А у Мити Толоконникова все ёкало внутри, когда он смотрел на Тасю. Лариска Иволга, конечно, тоже ничего: хорошенькая, черноглазая, в любви объяснилась. Митя, как честный человек, не смог ей ответить тем же, но в дружбе не отказал. Зачем обижать девчонку, тем более что Таси ему теперь не видать как собственных ушей. Если сама Журавлева еще не очень понимала, что с ней происходит, то Митя уже давно обо всем догадался. Ей нравится Джек. Как и всем другим девчонкам, кроме Иволги. Пожалуй, с Лариской только за одно это стоит дружить. А Тася тоже нравится Джеку. Он, Митя, видел, как Рудаков украдкой разглядывает Журавлеву, когда она на него не смотрит. Что ж! Они здорово подходят друг другу; Тася и Женька! Оба самые лучшие, самые сильные, самые красивые, самые болеющие за класс. Если бы все у них были такими, как они, то cедьмой «Д» в два счета обставил бы девятый «А». Но, к сожалению, у них есть еще он, Митя. Закончилась первая неделя «Зарницы». После выходных пройдут последние соревнования, участвуя в которых он еще будет, пожалуй, не хуже других: сборка-разборка автомата Калашникова и какая-то викторина по ОБЖ, а потом – все! Каюк ему! Крышка! Гроб с музыкой! Потом и Иволгу сдует от него как ветром, потому что останется кросс на пятьсот метров и эстафета в противогазах и с ранеными на носилках. А у него и руки слабые. Ему эти носилки ни за что весь этап не протащить, особенно, если на них уляжется Сеня Головлев. Митя оглядел свои тонкие длинные пальцы. Вот если было бы какое-нибудь соревнование по передаче компьютерного сообщения, он передал бы его быстрее других в сто раз. Его пальцы так и мелькают, когда он набирает текст. Мама все время жалеет, что он, с такими быстрыми пальцами, не учится игре на пианино. А Мите и не надо никакого пианино. С него компьютера вполне достаточно. Он еще прославится как программист, и Тася тогда еще пожалеет…

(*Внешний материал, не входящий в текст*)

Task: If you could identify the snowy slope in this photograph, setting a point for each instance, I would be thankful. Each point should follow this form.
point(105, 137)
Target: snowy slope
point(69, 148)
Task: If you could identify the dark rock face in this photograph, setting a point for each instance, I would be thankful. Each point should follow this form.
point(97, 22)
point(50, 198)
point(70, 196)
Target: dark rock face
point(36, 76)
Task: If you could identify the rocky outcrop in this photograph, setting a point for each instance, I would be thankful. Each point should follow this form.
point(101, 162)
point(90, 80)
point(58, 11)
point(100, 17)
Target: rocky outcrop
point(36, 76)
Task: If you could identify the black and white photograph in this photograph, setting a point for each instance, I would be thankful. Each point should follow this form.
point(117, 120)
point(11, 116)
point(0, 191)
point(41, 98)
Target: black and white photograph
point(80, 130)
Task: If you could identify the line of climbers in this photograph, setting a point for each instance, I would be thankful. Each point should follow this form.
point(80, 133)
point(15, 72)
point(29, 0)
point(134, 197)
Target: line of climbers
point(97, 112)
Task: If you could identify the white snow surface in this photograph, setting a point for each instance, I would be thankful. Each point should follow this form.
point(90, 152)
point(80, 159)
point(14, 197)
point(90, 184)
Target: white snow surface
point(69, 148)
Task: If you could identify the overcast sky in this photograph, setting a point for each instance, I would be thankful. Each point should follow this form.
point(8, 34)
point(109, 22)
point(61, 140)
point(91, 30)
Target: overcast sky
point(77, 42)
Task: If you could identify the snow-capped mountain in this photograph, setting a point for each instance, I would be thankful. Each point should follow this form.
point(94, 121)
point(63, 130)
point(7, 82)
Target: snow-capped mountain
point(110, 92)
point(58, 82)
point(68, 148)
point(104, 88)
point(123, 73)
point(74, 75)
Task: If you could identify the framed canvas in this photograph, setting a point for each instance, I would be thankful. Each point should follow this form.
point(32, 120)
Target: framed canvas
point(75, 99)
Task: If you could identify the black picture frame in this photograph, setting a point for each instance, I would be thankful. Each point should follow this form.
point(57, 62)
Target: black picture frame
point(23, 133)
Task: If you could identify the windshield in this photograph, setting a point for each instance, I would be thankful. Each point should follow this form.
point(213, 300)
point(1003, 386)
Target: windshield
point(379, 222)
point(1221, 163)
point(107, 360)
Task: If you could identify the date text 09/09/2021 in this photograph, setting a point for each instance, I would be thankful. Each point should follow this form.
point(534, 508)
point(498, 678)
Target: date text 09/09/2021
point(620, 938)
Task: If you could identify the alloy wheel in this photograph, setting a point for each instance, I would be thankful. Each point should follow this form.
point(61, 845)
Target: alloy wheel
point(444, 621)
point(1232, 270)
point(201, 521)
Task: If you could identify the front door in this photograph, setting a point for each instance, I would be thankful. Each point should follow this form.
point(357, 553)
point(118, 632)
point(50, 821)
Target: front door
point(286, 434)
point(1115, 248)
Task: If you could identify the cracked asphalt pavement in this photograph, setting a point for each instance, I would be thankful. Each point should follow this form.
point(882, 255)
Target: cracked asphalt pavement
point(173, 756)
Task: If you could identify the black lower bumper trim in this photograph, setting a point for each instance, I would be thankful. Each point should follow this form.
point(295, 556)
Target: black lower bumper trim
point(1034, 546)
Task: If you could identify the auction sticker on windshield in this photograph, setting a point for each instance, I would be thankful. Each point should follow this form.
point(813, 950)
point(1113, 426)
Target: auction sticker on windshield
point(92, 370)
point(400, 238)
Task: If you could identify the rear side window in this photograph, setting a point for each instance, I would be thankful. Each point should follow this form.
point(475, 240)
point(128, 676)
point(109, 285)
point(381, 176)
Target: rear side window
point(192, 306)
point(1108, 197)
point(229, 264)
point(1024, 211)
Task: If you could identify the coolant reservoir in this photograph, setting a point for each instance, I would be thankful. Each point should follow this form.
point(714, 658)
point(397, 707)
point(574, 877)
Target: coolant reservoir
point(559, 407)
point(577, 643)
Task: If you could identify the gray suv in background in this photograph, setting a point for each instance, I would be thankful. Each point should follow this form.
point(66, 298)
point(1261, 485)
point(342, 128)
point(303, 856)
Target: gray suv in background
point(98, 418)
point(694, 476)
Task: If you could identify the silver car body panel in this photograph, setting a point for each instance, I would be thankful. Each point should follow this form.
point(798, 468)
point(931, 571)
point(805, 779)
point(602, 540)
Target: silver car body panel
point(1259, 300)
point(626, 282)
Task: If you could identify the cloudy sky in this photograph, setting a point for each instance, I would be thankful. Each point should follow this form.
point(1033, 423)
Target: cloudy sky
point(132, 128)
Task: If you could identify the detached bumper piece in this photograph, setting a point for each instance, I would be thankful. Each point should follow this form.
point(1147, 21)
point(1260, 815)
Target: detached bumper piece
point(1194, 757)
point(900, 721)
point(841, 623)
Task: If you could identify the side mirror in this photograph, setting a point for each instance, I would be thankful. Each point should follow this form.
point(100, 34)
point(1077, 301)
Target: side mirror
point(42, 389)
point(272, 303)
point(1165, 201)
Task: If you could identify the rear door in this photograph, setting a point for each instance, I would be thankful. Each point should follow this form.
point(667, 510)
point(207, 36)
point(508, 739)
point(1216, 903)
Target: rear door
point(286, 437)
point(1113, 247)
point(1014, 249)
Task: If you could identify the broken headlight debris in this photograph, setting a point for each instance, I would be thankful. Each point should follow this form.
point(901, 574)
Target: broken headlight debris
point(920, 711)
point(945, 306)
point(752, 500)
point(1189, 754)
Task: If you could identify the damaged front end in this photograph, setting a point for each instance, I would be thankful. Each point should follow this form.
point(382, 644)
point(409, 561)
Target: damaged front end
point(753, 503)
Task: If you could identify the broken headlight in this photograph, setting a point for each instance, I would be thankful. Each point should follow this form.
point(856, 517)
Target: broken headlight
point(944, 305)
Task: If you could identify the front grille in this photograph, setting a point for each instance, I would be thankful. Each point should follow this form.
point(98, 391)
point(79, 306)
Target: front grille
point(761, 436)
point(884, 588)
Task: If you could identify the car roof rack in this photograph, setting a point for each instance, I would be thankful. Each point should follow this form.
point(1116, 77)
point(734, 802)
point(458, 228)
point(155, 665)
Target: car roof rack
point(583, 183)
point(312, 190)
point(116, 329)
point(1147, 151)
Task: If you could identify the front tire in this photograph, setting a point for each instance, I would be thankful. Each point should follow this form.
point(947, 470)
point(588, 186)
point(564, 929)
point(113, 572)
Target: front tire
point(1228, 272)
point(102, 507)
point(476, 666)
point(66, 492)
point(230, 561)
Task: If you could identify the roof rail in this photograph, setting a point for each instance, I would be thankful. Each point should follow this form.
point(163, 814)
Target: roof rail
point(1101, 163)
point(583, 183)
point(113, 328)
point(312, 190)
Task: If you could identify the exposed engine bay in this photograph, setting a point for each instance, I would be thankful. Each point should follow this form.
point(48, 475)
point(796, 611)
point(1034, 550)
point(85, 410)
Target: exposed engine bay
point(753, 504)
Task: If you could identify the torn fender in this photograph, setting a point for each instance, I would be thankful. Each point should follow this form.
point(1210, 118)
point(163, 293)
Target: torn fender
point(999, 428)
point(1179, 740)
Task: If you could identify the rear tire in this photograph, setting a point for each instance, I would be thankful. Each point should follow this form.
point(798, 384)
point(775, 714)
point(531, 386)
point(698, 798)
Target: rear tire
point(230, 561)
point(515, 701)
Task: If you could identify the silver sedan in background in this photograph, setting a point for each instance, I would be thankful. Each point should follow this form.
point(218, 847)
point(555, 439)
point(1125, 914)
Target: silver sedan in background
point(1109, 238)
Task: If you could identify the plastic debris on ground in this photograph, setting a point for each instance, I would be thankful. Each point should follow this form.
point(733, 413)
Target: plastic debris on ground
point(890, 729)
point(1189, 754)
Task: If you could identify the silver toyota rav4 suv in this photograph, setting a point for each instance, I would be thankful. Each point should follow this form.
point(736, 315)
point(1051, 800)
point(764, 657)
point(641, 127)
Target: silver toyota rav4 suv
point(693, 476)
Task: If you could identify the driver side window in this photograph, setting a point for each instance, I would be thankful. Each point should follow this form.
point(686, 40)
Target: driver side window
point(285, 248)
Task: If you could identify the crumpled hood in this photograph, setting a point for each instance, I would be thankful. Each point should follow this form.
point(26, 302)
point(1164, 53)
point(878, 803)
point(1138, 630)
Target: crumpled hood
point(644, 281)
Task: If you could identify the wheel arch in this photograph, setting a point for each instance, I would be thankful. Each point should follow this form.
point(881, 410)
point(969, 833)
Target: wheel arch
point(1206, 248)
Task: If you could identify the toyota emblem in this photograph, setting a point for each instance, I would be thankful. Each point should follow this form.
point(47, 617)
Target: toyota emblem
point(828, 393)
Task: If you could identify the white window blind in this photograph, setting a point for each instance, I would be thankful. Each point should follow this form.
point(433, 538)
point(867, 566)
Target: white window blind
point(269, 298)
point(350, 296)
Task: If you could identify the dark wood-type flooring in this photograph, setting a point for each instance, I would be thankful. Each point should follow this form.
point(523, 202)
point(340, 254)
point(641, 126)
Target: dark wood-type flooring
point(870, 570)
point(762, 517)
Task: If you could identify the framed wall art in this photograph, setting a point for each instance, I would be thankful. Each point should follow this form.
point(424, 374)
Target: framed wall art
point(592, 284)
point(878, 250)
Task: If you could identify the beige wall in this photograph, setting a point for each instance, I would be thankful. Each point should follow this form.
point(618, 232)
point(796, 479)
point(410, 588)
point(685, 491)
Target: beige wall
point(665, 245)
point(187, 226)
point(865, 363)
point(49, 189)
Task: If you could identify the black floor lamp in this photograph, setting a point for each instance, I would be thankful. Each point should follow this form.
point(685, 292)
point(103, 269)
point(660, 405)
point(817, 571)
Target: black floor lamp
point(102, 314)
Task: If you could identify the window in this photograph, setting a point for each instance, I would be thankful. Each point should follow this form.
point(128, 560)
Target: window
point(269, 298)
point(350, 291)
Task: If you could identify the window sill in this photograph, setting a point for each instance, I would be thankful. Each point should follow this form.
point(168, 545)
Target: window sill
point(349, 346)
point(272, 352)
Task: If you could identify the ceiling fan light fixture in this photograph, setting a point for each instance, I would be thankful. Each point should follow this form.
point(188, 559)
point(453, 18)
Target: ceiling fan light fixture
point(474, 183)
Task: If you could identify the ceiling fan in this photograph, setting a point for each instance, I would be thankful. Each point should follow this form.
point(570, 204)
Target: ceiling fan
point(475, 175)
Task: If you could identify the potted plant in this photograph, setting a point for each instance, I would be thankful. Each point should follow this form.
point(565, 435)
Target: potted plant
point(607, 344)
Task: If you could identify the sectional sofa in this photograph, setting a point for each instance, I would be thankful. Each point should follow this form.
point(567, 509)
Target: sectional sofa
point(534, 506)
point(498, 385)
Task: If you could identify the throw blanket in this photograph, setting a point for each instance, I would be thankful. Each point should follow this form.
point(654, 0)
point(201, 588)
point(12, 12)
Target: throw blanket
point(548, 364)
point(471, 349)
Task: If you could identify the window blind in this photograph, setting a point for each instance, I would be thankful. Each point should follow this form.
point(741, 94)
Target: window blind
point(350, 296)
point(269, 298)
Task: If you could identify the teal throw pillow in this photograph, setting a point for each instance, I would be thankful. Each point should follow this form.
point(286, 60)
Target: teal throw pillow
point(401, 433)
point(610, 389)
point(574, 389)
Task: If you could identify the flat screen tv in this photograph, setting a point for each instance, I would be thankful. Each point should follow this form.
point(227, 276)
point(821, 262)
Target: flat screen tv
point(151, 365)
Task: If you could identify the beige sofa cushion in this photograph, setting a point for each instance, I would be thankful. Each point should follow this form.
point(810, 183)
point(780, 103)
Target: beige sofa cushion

– Митя, можно тебя на минуточку… – услышал он за спиной голос и обернулся. Это была не Тася. И даже не Лариса Иволга. Прижав к груди черную лакированную сумочку, из которой торчали едва умещающиеся в ней учебники, перед ним стояла Ира Пенкина.

Толоконников вопросительно заглянул ей в глаза. Ира – подруга Журавлевой. Неужели она хочет ему что-то передать от Таси? Ира полезла в кармашек сумки, вытащила оттуда половинку листка в клеточку и протянула ему, сказав:

– Вот. Я специально написала точь-в-точь такую же записку! Похоже?

Митя опустил глаза в листок, на котором, как и в тот раз, было написано по-русски «Я тебя люблю!», и опять покрылся краской. Действительно, записка такая же, какую передали ему на английском. Неужели все-таки от Таси? А Ира опять покопалась в сумке, вытащила какую-то тетрадь, раскрыла ее и передала ему. Митя удивленно оглядел диктант, который они только что написали на русском про лес и лису с лисятами.

– Что это? – спросил он Иру.

– Тетрадь. Ларискина. – Она захлопнула ее и ткнула пальцем в надпись на обложке. – Видишь: тетрадь для контрольных работ…. Иволги Ларисы.

– И что? – не понял Митя.

– Ну… как же? Записка похожа на ту, которую ты получил на английском?

– Ну… похожа… Вылитая…

– А почерк Ларискин похож?

– Н-нет… Вроде бы…

– Да не вроде бы! А абсолютно не похож! А этот похож? – И Ира раскрыла перед Толоконниковым другую тетрадь.

– А этот… вроде бы… похож… – Митя закрыл тетрадь, прочитал: – Пенкиной Ирины… – и честно сказал: – Ничего не понимаю!

– Что же тут непонятного?! Ясно же, что записку писала не Лариска…

– А кто?

– Как это кто? Я ее писала! Видишь, почерк один в один!

– Ты?! А зачем?

– Как зачем? – испугалась Ира. – Разве ты не знаешь, зачем такие записки пишут?